Of course, I knew none of this. Per usual, my introduction to the sleek, futuristic Tulip Chair was Star Trek. Below, check out a shot of Majel Barrett surrounded by a bevy of tulip chairs of different shades of white, grey, and blue as Trek’s very first female First Officer in the 1964 pilot, “The Cage” directed by the legendary Robert Butler.
When I began playing with the idea of doing a 1:6 scale Trek diorama, I wanted to meld the set design from the original series with the shiny new Star Trek (2009) film. The white and red tulip chair was a must-have miniature, but I was shocked to discover the only miniature available at the time was the Vitra Design Museum replica, which cost over $250. Needless to say, I passed.
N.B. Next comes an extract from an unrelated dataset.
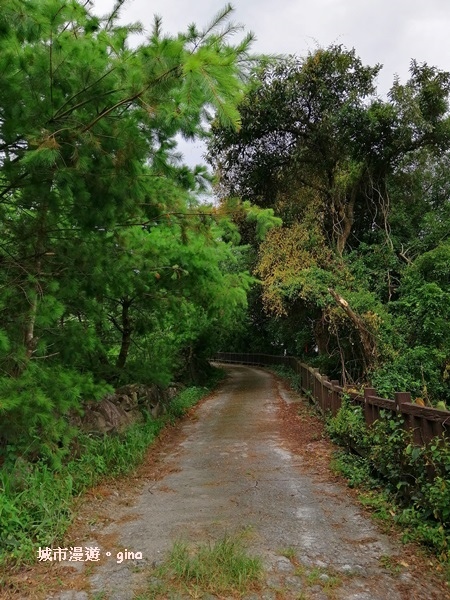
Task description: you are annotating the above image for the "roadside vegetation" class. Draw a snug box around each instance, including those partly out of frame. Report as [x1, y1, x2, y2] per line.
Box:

However, the design is a classic, and I soon discovered a much more affordable 1:6 tulip chair available from Lexington Modern. Sold directly through Lexmod’s website, and on Amazon.com, I got several chairs with both black and red cushions for only $15 each during a sale. I’ve made a point over the last year to point fellow diorama artists toward Lexmod, as it’s a much better alternative to Vitra for a variety of reasons, not the least of which the quality of the miniatures for the price. A similar chair (possibly cast from the same moulds) is available wholesale from China for only $7. Check it out at Aliexpress.
So, next time you’re looking for modern minis, don’t despair! There are plenty of affordable mid-century chairs out there, if you’re willing to do a little digging! Sometimes they’re sold as mobile phone holders, novelty gifts, and decorative collectibles rather than doll or action figure furniture. With the same chairs often sold on ebay for $40 and up, I wanted to spread the word far and wide on where diorama artists can find their own tulip chairs without breaking the bank.